Once a start line matches, lang-check skips that line, everything inside the
block, and the closing delimiter line.
Use this for:
fenced code blocks,
literal blocks,
embedded scripts,
heredoc-style regions.
Worked Example: AsciiDoc¶
This schema treats normal text as prose, skips headings, and ignores fenced
listing blocks delimited by ----.
Create .langcheck/schemas/asciidoc.yaml in your workspace with:
name: asciidoc
extensions:
- adoc
- asciidoc
prose_patterns: []
skip_patterns:
- pattern: "^=+\\s"
skip_blocks:
- start: "^----\\s*$"
end: "^----\\s*$"
Sample file:
= Document Title
This is an test.
----
This is an test in code.
----
With the schema above:
the heading line is skipped by
skip_patterns,the fenced block is skipped by
skip_blocks,This is an test.is treated as prose and checked.
Verify it with:
language-check check path/to/file.adoc
Worked Example: TOML Notes¶
For a TOML-like file where only free-form comment lines should be checked:
name: toml-notes
extensions:
- toml
prose_patterns: []
skip_patterns:
- pattern: "^\\s*\\["
- pattern: "^\\s*\\w+\\s*="
skip_blocks: []
This will ignore tables and assignments while still checking plain text lines that do not match those patterns.

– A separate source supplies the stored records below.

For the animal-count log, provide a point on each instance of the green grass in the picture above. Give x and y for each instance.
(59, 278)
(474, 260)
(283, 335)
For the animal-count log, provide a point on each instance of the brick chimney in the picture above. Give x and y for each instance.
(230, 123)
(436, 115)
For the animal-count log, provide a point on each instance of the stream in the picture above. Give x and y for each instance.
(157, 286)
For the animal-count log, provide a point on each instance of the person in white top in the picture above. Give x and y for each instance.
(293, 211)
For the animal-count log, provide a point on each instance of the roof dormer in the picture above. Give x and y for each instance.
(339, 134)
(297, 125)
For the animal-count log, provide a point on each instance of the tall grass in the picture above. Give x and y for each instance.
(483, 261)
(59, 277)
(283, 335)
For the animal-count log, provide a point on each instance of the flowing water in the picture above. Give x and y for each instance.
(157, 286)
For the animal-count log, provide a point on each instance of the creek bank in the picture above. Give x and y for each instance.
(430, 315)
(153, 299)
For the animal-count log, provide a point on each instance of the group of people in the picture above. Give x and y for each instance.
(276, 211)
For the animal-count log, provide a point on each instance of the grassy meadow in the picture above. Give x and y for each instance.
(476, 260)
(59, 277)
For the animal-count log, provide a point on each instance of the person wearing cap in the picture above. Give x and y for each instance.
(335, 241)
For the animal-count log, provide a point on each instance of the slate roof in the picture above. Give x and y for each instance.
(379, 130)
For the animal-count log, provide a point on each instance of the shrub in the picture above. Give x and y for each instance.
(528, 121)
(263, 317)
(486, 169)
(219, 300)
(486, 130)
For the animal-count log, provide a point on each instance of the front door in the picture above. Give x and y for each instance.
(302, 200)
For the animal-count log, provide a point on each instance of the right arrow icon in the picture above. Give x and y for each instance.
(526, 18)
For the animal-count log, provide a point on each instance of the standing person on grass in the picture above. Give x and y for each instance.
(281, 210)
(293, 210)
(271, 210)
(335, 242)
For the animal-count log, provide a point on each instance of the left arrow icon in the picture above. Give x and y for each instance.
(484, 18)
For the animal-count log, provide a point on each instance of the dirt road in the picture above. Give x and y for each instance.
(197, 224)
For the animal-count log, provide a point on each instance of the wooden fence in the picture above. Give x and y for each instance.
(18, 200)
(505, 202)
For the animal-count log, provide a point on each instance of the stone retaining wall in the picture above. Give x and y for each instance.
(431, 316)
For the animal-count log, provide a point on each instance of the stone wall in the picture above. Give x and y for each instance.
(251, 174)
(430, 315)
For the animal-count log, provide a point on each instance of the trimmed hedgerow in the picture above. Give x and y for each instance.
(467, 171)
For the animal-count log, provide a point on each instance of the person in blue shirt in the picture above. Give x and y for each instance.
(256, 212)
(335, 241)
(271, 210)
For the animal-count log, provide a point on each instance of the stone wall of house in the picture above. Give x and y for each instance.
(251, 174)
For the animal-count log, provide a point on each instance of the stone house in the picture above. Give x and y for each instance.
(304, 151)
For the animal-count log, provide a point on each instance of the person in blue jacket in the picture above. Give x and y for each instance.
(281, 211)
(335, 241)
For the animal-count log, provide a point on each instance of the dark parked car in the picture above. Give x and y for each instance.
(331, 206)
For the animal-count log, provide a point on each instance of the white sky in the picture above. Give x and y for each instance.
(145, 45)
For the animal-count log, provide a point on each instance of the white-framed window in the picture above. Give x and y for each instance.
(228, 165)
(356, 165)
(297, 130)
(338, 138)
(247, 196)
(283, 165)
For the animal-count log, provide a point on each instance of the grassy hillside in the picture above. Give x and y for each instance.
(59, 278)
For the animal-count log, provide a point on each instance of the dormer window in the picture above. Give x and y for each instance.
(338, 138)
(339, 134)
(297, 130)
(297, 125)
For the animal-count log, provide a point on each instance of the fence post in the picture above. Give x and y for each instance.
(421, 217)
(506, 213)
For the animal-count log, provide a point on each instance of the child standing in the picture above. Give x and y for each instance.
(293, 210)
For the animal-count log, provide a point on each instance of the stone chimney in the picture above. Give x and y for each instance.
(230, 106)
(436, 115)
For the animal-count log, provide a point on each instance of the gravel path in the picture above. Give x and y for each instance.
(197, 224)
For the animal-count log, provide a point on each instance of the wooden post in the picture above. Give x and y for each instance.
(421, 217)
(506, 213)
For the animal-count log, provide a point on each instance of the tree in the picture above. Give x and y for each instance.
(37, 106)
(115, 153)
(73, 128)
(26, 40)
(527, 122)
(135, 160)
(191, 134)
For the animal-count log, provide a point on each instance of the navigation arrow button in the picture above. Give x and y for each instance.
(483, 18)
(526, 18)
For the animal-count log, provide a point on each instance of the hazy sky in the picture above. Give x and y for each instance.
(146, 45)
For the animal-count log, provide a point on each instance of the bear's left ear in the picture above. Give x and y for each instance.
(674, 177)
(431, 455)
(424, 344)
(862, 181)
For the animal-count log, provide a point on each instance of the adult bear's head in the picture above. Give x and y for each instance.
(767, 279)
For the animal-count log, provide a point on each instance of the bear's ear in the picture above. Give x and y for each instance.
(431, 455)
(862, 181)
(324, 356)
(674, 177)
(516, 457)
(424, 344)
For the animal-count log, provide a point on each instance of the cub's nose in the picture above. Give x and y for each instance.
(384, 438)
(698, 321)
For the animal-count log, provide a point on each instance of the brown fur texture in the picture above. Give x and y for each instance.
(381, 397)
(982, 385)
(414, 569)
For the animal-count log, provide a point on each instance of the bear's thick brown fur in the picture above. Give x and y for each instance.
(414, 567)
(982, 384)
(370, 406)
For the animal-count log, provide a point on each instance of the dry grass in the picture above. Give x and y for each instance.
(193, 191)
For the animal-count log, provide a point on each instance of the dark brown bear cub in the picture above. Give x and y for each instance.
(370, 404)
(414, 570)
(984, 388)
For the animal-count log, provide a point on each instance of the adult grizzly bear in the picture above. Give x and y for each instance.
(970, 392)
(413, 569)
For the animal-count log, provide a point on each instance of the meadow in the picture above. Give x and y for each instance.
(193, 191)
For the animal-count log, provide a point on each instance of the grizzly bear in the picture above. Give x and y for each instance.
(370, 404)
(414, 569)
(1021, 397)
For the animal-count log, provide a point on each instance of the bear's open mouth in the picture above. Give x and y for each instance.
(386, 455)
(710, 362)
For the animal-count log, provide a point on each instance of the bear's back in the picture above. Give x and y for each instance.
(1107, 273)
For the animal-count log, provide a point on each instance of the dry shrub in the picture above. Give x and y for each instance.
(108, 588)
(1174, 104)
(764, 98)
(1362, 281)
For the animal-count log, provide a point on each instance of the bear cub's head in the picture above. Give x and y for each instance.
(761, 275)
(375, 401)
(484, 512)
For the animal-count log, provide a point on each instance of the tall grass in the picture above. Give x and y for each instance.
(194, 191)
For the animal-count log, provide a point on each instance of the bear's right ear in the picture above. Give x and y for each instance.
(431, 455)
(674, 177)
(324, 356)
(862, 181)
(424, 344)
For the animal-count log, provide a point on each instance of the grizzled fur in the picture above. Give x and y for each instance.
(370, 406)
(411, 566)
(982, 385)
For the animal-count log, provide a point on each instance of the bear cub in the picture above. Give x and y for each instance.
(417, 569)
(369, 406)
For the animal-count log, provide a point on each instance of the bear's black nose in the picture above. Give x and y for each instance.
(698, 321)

Built-in languages still win¶
SLS schemas are a fallback only. If a file extension already has a built-in tree-sitter extractor, lang-check keeps using the built-in extractor for that extension.
That means:
a custom
.rstschema will not replace the built-in reStructuredText extractor,a custom
.mdschema will not replace Markdown,schemas are primarily for new extensions that do not already have first-class support.
When to use extension aliases instead¶
If the new format is truly the same as an existing built-in format, a simple
extension alias in .languagecheck.yaml is usually better:
languages:
extensions:
markdown:
- mdx
That reuses the target language’s full tree-sitter extractor instead of the regex-based SLS fallback.
Limitations¶
SLS extraction is regex-based, not AST-aware.
Matching is line-oriented; nested syntax is not understood.
Block skipping depends entirely on your
start/endpatterns.If a format needs structural parsing, use the plugin workflow instead.
For a dedicated tree-sitter-based language integration, see guide-plugin-language.md.